In theater he did not give up his obsession with combining history and fiction. He investigated the limits of the documentary and the recreation of characters from the past. He delved into the wonder of reinventing the history of Mexico, developing hypotheses and retelling it. He himself takes up Valle Inclán’s phrase “things are not how we live them but how we remember them”. In the book “Historical Theatre” (published by the UNAM in 1996 in its series La Carpa), he includes four works in which he uses different dramaturgical structures to tell us about characters with political power in our country, presidents or candidates, and fictitious characters, although identifiable in our past.
The staging of his first works was carried out with a solid work team that delved into his dramaturgy and found different ways of representing it. “El gran elector” and “El jefe máximo” were directed by José Ramón Enríquez, and “Tríptico” by Antonio Crestani, who also worked as an actor in the first two. Jesús Ochoa played Plutarco Elías Calles in “El jefe máximo” and Miguel Flores was the father Pro. Together, they masterfully debated and counterpointed the power of the State and that of the Church.

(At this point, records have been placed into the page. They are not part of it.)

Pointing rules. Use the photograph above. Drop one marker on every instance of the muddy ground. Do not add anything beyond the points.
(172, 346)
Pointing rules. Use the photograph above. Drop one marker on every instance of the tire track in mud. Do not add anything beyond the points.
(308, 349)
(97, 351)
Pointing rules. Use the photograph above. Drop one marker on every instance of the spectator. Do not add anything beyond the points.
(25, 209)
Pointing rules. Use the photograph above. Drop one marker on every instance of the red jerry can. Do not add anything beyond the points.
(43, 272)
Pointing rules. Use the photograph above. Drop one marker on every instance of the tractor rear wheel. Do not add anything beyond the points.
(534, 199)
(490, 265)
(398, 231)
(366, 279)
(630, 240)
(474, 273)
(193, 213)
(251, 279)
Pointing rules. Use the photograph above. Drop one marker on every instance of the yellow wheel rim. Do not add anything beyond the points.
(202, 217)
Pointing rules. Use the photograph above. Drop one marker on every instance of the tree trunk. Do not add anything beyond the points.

The cruelty and murders ordered by Calles are obvious: that of Father Pro and others who appear on stage, such as Álvaro Obregón and Francisco Serrano. Both in this piece and in “El gran elector”, premiered at the CUT Forum (University Theater Center), the spiritualist element is fundamental: Calles, a regular attendee of spiritualist sessions, and Madero as a shadow on the stage in “El gran elector”. Here the protagonist was played by Ignacio Retes at the Coyoacán Theater, representing the political power of Calles’ followers; a character who symbolizes different presidents and exposes them as responsible for deaths, torture and fraud.
“Tríptico” was presented in 1994 at the Foro La Gruta, Antonio Crestani’s first film as director. Solares puts the history of Mexico on the table for discussion where power structures prevail. Fiction gives strength to his proposals, and in this work he includes the theater within the theater. The author as a character –interpreted by Miguel Flores– who creates and recreates and through his gaze, presents three politicians, three undercover: a candidate by mistake, a false candidate and a president who suffers when leaving the luminaries to appear presidential hopefuls.
In his book “Delirium tremens”, Solares testifies to 111 cases suffering from the disease. Crestani, for his adaptation, selected five and stripped them to reveal his experiences to the reporter on scene and to the viewer.
In the literary search of Ignacio Solares his religious concerns and those of the universe of history and psychology are intermingled. He is a complete, vast writer who tirelessly delved into the world of letters, theater and journalism, to give us; give us a lot. Give us an enriched vision of our history, a testimony of our present through its protagonists and an existential reflection on our life.
He will continue here as a present and a significant representative of the construction of our country through culture and the arts.